Minsk, 10 May 1999 (RFE/RL) -- The chairman of the opposition's central election commission in Belarus says he is pleased with the course of nationwide presidential polling now taking place in defiance of President Alyaksandr Lukashenka.
Viktar Hanchar told RFE/RL's correspondent in Minsk over the weekend (May 8) that nearly 450,000 people voted in the first two days of polling. With the final and most important day of voting set to take place in less than a week (May 16), Hanchar said the results so far show the opposition campaign is well on course.
Two candidates are running in the elections that Hanchar said will be valid if turnout exceeds 50 per cent of the electorate, or roughly 3.5 million voters. One of the candidates, Mikhail Chigir, has been jailed. The other candidate, Zyanon Paznyak, is an exile in Warsaw.
Another opposition leader, Yuri Zakharenko, has not been seen by his family since Friday (May 7). Police in Minsk say they are not holding Zakharenko, a former interior minister who has been responsible for security for the opposition. But Chigir's wife has alerted the Minsk office of the OSCE (Organization for Security and Cooperation in Europe) to Zakharenko's disappearance.
Since late last month, Lukashenka's government has repeatedly dismissed the opposition-sponsored elections as illegal. And analysts say that whether or not the opposition succeeds in turning out half the electorate by Sunday, the result is n-o-t likely --at least in the short term-- to change the political balance in Belarus, where Lukashenka holds most of the power.
Hanchar said he was not surprised by the current government crackdown on the opposition in the wake of the its unsanctioned election campaign. He said: "Harassment and detention have been part of our daily lives." But he also said he was surprised by reports from his electoral officials that government authorities have allegedly confiscated 85,000 ballots. According to Hanchar, 42,000 ballots were taken from the Mogilyov area and another 40,000 are missing in Gomel. Hanchar said that, despite the difficulties in running what he called a true campaign, the opposition would persevere in its three main goals:
"The first goal is to stress the 1994 constitution. The second aim is to display the growing resistance of the Belarus population to Lukashenka's regime. And the third one is to once again raise the issue that Lukashenka's legitimacy expires after July 20. [the end of his elected term in office]."
Two and a half years ago, Lukashenka called a controversial referendum on a new constitution setting up a new two-chamber parliament and dismissed the old elected parliament. The new constitution gave him sweeping powers and extended his term to 2001. Many Western countries criticized the 1996 referendum and its results as illegitimate and an unconstitutional power play. Lukashenka has ruled out an election this year and has accused the opposition of destabilizing the situation in the country.

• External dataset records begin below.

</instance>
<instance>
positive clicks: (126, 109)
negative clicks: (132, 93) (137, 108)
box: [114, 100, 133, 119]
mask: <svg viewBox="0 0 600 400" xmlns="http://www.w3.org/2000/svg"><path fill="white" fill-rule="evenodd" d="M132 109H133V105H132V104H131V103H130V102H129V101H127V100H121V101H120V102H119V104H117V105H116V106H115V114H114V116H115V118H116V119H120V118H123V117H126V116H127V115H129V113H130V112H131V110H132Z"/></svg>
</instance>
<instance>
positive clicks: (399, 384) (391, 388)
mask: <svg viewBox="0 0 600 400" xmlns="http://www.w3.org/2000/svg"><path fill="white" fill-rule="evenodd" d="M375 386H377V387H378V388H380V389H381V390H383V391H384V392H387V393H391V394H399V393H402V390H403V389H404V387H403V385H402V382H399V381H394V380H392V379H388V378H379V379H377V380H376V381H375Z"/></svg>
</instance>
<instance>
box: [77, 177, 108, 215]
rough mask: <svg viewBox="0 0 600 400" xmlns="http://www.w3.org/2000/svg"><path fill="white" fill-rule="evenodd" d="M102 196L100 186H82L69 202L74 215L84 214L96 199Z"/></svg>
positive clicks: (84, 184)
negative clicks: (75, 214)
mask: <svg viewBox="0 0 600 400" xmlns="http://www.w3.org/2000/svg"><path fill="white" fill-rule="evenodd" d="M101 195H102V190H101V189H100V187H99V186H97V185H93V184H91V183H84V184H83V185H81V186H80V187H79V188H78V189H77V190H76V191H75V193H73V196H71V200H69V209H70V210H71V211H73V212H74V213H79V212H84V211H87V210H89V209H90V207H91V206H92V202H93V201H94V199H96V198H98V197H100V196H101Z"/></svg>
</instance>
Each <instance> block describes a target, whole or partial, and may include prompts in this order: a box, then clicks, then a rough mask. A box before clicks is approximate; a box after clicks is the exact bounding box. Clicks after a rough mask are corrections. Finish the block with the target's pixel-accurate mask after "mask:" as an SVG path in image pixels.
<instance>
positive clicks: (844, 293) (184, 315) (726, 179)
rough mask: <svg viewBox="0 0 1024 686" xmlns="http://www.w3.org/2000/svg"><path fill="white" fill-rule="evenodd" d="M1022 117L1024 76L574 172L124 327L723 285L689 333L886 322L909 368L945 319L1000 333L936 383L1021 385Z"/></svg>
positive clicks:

The OSCE has called on both the opposition and the government to engage in civilized dialogue between now and July 20, in the hope that a new constitution could be adopted. Asked about the OSCE appeal, Hanchar told RFE/RL it was rather like asking a bandit to talk to his victim. Still, Hanchar did not completely rule out negotiations:
"We are ready for any dialogue. Yet I need to stress right here than Lukashenka right now will try to do everything possible to escape responsibility here and that's why he will be pushing even harder for the [recently announced] Belarus-Russian union. In this respect, I'm just thinking about what is more important: whether to return back to the legal field with the rule of law, with clear rules of the game, or to resist and to prevent this already ongoing incorporation of Belarus into Russia. I cannot pick up any similarity in any country where the leader of the country would make everything possible to liquidate his own country without any external threat."
Hanchar said the opposition's long-range aim is to make Belarus an integral part of Europe --as was the aim, he noted, of the country's neighbors, Poland and the Baltic states.